Lightning Network developer Rusty Russell has issued a damning report on Bitcoin scalability, adding that fees would only rise from now on.
In a blog post Monday about the need to increase Bitcoin’s capacity long term, Russell said that the solutions currently available all fall short.
“Bitcoin can’t scale to meet demand unless demand vanishes and it all fails,” he wrote.
“If Bitcoin is used by 100,000 people today, and we want everyone to use it, we need Bitcoin capacity to grow 75,000 times larger. Yet we’re already struggling with 140GB of storage caused by Bitcoin’s first eight years when it was mainly not being used[.]”

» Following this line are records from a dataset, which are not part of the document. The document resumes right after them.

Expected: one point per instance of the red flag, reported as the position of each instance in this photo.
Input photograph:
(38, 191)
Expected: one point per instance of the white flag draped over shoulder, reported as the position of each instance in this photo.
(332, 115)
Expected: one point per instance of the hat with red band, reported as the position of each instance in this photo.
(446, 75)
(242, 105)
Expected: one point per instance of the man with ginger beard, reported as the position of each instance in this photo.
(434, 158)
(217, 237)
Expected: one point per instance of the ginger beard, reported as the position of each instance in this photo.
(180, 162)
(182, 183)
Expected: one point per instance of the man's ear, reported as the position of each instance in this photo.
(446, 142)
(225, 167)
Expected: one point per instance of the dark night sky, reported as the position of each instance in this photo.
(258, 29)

While the Bitcoin network is just one day from locking in SegWit, Russell says that even this would provide only temporary relief from high fees before user demand erases the benefits.
A further hard fork and Schnorr signatures, the latter touted by commentators in the past as a useful way out of scaling difficulties, would fail to deliver at “everyone-scale.”
“The only attempt to attach growth to a metric was Pieter Wuille’s 17.7 percent per year increase,” Russel continued.
“That takes 70 years to reach everyone-scale, so no relief there in my lifetime.”
Bitcoin fees were at their lowest for months just this week, at a recommended 100 satoshis per byte. At the same time Aug. 7, suspected ‘spam’ transactions began to inflate the size of Bitcoin’s mempool, which had also been smaller than usual.